Ian Skorodin graduated from New York University’s Tisch School of the Arts and began his directing career with an award winning feature film, entitled TUSHKA, based on the murder of a Native American activist’s family. After premiering at Sundance in 1998, TUSHKA went on to win Best Feature at the Arizona International Film Festival and the Spirit Award at the First Nations Film Festival in Chicago. In 2000, TUSHKA was distributed to DirecTV for domestic television distribution and Germany’s Pro Sieben for international audiences.
Skorodin moved into animation and is currently directing CRAZY IND’N, a stop motion animation series. CRAZY IND’N went on to screen in England, Finland, New York and won best animation at the Cherokee International Film Festival. Skorodin’s most recent work, WALKING ON TURTLE ISLAND, is a television pilot that premiered at the 2009 Ashland International Film Festival in April. This is a groundbreaking series that portrays a Native American hero who wins the day. Skorodin directed The Homestead, a first hand account of the Choctaw survivors of the Trail of Tears and Ramona Band of Cahuilla, a historical documentary based on the Ramona Band of Cahuilla Indians. Skorodin is currently developing TEN LITTLE INDIANS, a feature length movie about Indians in prison. Skorodin has also directed music videos for several independent bands including Indian blues band, NATIVE ROOTS. This video won the First Nations Music Award in Chicago.

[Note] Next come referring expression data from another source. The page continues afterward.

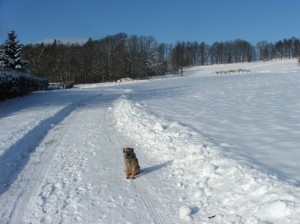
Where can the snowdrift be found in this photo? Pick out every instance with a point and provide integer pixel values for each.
(208, 184)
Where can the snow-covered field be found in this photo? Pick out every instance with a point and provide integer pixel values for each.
(213, 148)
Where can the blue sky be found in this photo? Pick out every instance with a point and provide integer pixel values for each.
(168, 21)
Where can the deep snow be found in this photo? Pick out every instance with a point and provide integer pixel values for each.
(213, 148)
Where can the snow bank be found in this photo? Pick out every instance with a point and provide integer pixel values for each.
(216, 187)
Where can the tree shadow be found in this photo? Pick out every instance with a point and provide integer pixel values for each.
(150, 169)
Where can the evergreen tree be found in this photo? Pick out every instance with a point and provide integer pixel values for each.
(10, 54)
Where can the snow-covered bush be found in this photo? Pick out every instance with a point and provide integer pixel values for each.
(14, 84)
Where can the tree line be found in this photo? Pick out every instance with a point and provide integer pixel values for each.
(120, 56)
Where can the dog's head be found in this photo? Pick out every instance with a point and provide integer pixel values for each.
(128, 153)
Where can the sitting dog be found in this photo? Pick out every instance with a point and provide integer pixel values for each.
(131, 163)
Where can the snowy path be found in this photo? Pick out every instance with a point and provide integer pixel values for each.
(76, 175)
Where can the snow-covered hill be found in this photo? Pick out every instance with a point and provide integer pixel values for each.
(218, 145)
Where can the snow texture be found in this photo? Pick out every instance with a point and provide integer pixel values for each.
(213, 148)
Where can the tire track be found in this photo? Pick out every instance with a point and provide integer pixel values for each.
(36, 169)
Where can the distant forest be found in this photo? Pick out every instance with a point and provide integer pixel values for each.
(120, 56)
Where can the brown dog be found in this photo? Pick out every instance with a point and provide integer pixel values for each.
(131, 163)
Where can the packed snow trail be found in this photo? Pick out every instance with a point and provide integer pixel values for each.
(76, 175)
(201, 182)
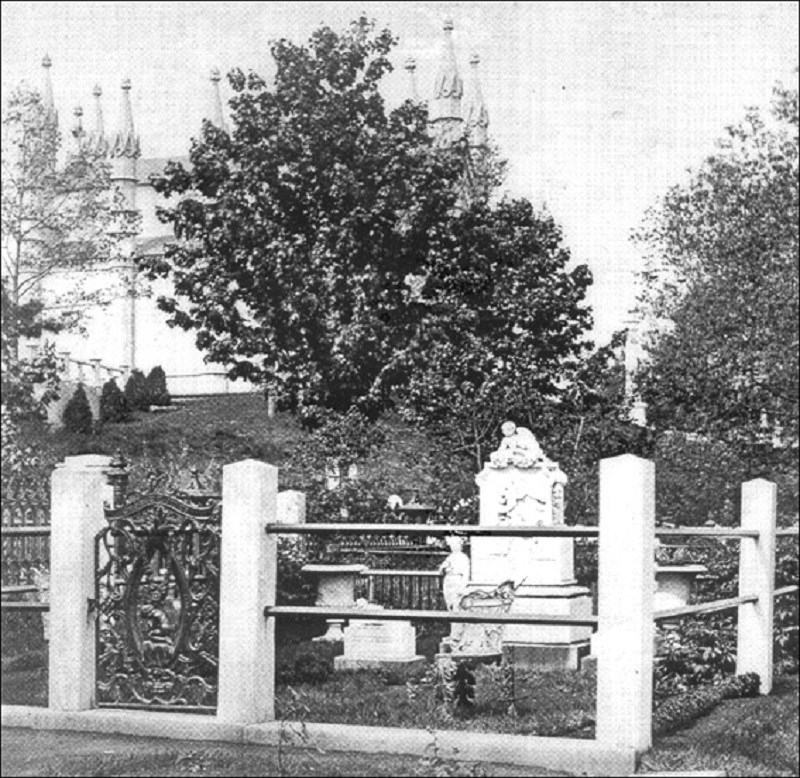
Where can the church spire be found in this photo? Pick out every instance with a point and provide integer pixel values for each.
(47, 92)
(447, 92)
(215, 116)
(96, 141)
(77, 128)
(476, 116)
(126, 142)
(411, 68)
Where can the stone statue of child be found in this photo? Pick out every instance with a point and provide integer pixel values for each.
(456, 569)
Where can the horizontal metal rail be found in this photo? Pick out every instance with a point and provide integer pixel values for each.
(203, 709)
(707, 532)
(431, 529)
(457, 617)
(21, 589)
(25, 606)
(409, 573)
(705, 607)
(40, 530)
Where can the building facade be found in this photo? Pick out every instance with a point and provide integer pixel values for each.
(130, 331)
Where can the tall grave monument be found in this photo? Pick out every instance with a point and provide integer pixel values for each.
(521, 487)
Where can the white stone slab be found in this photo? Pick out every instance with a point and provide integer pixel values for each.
(380, 640)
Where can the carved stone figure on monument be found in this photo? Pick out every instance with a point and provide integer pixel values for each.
(519, 448)
(477, 640)
(456, 569)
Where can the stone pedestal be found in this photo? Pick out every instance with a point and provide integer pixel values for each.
(674, 585)
(336, 587)
(521, 487)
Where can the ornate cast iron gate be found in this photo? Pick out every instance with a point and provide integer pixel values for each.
(157, 602)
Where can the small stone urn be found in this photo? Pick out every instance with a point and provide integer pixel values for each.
(336, 588)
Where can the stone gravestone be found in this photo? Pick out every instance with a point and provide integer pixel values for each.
(520, 486)
(371, 644)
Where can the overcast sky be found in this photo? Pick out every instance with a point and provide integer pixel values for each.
(597, 106)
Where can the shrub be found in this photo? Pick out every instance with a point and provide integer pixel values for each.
(77, 416)
(113, 405)
(136, 391)
(310, 665)
(699, 651)
(678, 711)
(156, 386)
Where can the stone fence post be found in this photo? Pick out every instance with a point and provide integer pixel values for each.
(757, 576)
(78, 491)
(625, 606)
(247, 584)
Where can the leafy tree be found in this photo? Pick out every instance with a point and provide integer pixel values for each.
(136, 391)
(157, 392)
(722, 267)
(307, 232)
(500, 326)
(77, 416)
(113, 405)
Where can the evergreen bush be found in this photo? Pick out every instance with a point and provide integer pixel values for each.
(113, 405)
(157, 393)
(77, 416)
(136, 391)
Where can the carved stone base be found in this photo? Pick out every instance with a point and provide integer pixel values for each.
(406, 668)
(546, 656)
(446, 652)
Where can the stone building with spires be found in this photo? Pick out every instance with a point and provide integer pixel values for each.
(131, 332)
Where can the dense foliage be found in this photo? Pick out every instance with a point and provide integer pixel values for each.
(136, 393)
(723, 269)
(157, 392)
(77, 416)
(325, 248)
(113, 405)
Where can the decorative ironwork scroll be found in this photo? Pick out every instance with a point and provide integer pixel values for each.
(157, 603)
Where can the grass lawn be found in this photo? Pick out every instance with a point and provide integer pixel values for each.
(32, 753)
(548, 703)
(748, 737)
(745, 737)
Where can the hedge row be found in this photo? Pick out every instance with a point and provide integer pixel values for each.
(115, 405)
(682, 709)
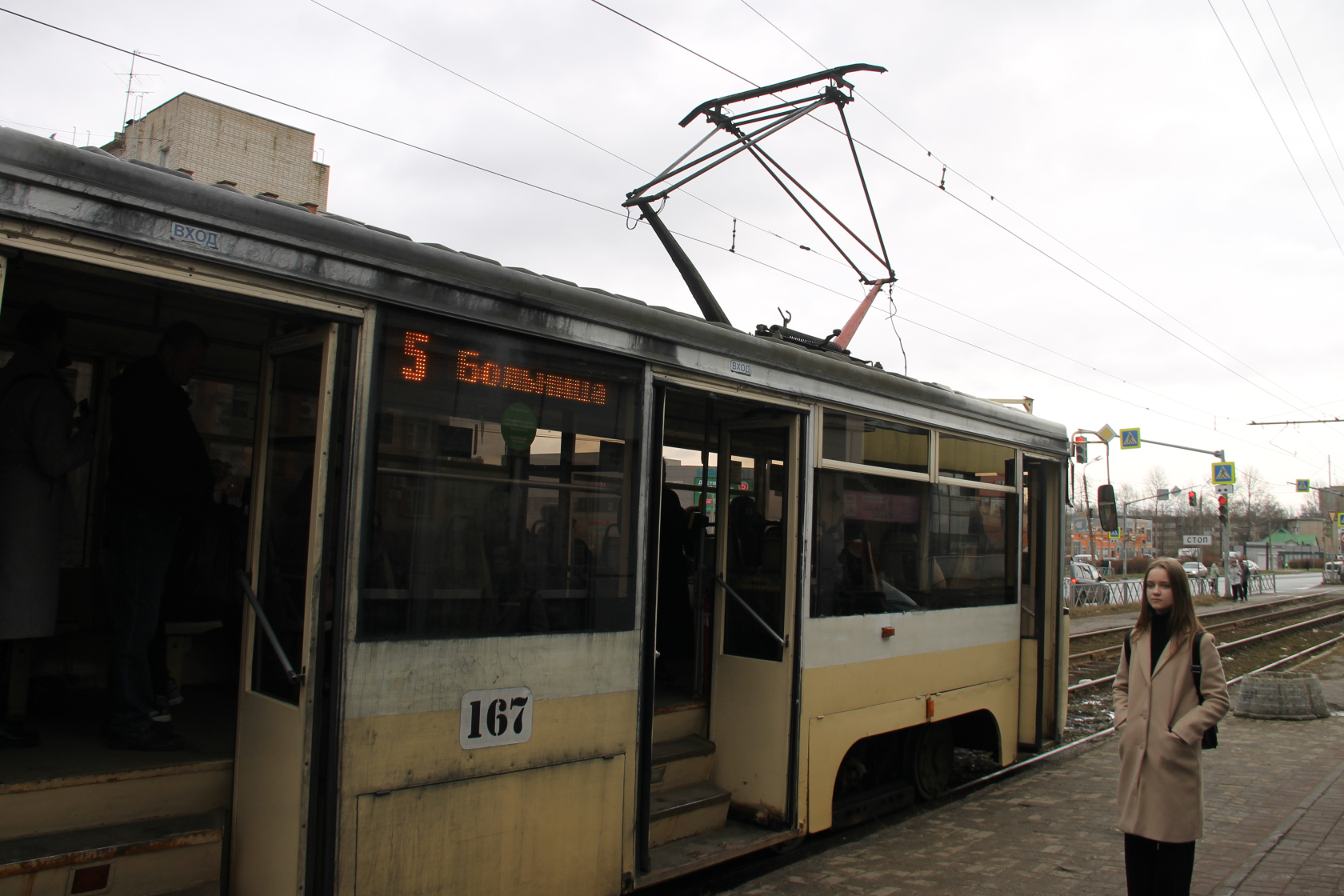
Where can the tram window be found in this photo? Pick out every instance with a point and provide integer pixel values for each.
(895, 546)
(503, 486)
(962, 458)
(863, 439)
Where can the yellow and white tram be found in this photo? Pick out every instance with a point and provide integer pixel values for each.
(578, 594)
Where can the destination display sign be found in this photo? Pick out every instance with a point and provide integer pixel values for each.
(472, 367)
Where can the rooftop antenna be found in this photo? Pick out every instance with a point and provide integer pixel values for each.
(130, 113)
(130, 82)
(746, 130)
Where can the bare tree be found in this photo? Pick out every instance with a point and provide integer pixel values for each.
(1154, 480)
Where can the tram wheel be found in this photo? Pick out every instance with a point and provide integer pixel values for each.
(929, 758)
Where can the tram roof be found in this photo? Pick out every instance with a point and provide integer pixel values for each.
(134, 202)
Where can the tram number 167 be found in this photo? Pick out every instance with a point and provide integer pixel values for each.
(495, 718)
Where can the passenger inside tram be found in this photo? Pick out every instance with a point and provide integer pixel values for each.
(180, 694)
(893, 543)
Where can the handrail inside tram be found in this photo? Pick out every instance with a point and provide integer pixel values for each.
(784, 642)
(294, 678)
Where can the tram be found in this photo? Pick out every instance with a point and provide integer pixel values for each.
(567, 593)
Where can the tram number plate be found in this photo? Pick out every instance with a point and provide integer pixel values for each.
(495, 718)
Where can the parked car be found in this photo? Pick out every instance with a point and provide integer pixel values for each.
(1195, 570)
(1087, 583)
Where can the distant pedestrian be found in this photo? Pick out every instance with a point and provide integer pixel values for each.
(1162, 720)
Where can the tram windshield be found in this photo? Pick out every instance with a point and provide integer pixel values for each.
(502, 498)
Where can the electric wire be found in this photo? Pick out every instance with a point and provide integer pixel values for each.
(541, 117)
(1065, 379)
(992, 221)
(1277, 130)
(1292, 100)
(996, 223)
(1312, 97)
(518, 180)
(1194, 330)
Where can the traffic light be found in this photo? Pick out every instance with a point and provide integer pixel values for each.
(1106, 508)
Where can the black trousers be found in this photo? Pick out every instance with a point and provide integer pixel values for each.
(1154, 868)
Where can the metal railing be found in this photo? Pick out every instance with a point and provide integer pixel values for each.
(294, 678)
(782, 640)
(1132, 590)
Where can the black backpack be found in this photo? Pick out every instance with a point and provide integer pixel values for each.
(1197, 670)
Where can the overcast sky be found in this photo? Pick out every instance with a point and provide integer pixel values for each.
(1130, 132)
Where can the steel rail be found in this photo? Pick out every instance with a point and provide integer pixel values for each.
(1093, 682)
(1219, 626)
(1206, 615)
(766, 862)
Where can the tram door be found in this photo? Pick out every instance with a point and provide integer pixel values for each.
(1039, 718)
(276, 696)
(751, 706)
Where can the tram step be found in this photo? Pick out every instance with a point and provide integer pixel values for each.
(67, 802)
(676, 722)
(158, 856)
(686, 812)
(686, 761)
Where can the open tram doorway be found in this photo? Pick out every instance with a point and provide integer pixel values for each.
(721, 763)
(268, 403)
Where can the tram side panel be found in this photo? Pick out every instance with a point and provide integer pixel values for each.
(914, 621)
(491, 698)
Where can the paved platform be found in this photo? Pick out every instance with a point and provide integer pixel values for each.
(1274, 824)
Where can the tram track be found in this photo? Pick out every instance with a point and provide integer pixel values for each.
(1213, 622)
(1085, 674)
(741, 870)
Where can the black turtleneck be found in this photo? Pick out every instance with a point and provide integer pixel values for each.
(1158, 636)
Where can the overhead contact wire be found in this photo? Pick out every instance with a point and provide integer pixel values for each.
(1046, 233)
(968, 206)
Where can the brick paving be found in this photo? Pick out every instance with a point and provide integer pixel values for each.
(1274, 801)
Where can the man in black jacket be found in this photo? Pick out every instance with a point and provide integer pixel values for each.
(158, 474)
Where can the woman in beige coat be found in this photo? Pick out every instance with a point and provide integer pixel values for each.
(1162, 722)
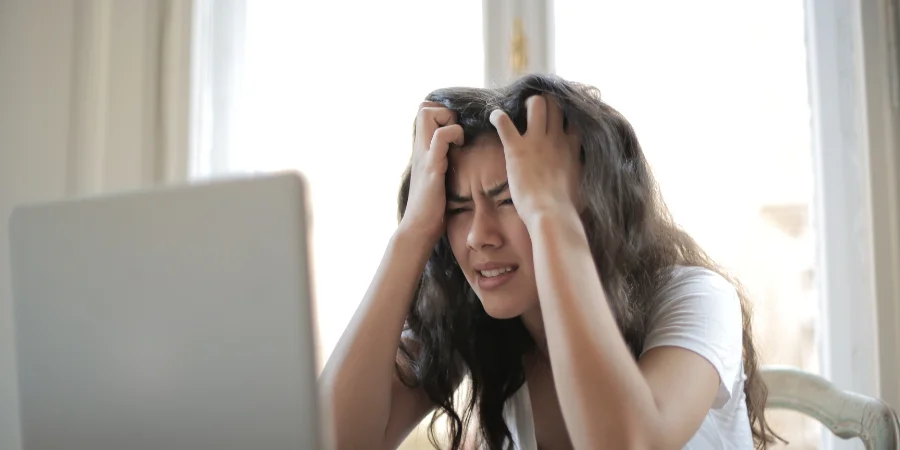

In addition to his commissioner position with the Native American Commission of the City/County of Los Angeles, Skorodin founded a film festival, a film workshop program, and a scholarship fund. Skorodin also works closely with artistic organizations outside of his immediate locale. He is a board member of the Cherokee International Film Festival in Oklahoma and of the Weeneebeg Film Festival in Canada. Skorodin has instructed many youth filmmaking workshops. His most recent was on the M’Chigeeng Ojibwe Reserve in Ontario, Canada sponsored by the Weengushk Film Institute. Skorodin has taught at many reservations in California, Oklahoma and Canada. He will be teaching again in October at the Cherokee International Film Festival.